Supporters of the Syrian rebels in Washington have their hopes pinned on Rice, because she sought U.N. sanctions against Assad's government and has been known at as a voice for protecting civilians endangered by conflict. Over 100,000 people have died in Syria since the uprising began there in March 2011.

"I think Susan Rice is someone who is more of an advocate of greater (U.S.) leadership and action on Syria," said Mouaz Moustafa, executive director of the Syrian Emergency Task Force, which supports humanitarian aid organizations in Syria.

LEAVING BENGHAZI BEHIND?

Rice has kept a low public profile at the White House, perhaps to some degree an effort to adjust to her new position and put behind her the controversy surrounding her after four Americans, including U.S. Ambassador Chris Stevens, were killed on September 11, 2012, in Benghazi.

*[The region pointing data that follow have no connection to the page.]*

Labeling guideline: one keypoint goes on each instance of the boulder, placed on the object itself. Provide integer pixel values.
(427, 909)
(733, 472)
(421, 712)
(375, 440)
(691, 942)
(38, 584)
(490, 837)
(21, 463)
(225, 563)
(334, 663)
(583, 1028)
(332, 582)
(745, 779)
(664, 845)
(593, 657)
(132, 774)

The Obama administration's position on what happened in Benghazi, outlined in talking points that Rice stubbornly hewed to in five TV appearances the Sunday after the attack, was that the incident was a spontaneous demonstration in response to an anti-Muslim video. Ultimately, Islamist radicals were blamed for the attack.

Rice insisted she had no role in developing the Benghazi talking points.

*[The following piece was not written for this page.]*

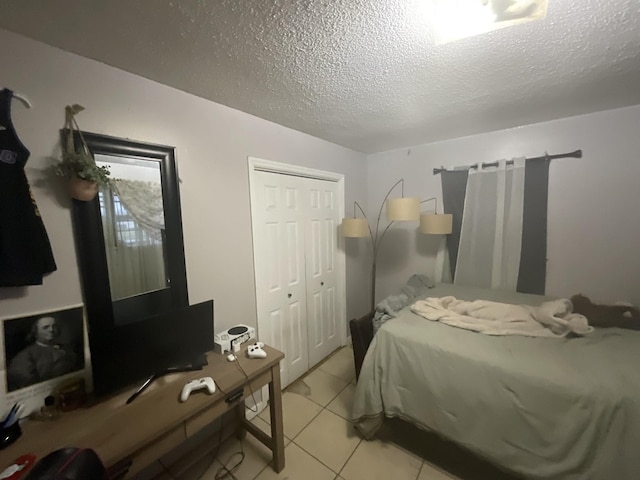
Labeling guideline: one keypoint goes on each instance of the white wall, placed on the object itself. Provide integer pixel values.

She has clearly moved on. Since relocating to the White House, she has been immersed in crises ranging from the Egyptian military's ouster of elected President Mohamed Mursi and Russia's decision to grant asylum to an American accused of U.S. espionage charges to now, Syria.

The national security adviser is responsible for coordinating U.S. foreign policy and national security agencies for the president; developing options for action and offering personal advice; and in some White Houses - although not Obama's - acting as a public spokesperson for U.S. policies.

White House officials and friends say Rice enjoys the president's confidence and has adopted some subtle changes from the way her predecessor, Tom Donilon, operated. She has begun tweeting U.S. policy positions, something Donilon did not do.

"Met with a group of senior Israeli officials yesterday, including NSA Amidror, to discuss a range of issues, including Iran, Egypt, and Syria," she tweeted on Tuesday, referring to a group that included Israeli national security adviser Yaakov Amidror.

She attends a 7:45 a.m. meeting of senior White House staff each day where top aides lay out what they have on their plates. Donilon sent his deputy to that meeting.

Still, there have been no major departures from the structure established by Donilon, who was considered an inclusive, honest broker at his job and well-respected by Obama.

David Rothkopf, the chief executive and editor-in-chief of Foreign Policy magazine, who has known Rice since they worked together in former President Bill Clinton's administration, said Rice had put a focus on continuity and maintaining the approaches that had been developed over the preceding four years.

"She hasn't brought in a big team, she hasn't disrupted the staff structure there in a dramatic way. That tells a lot, not only about her, but how the president viewed the process that was developed under Donilon,"' he said.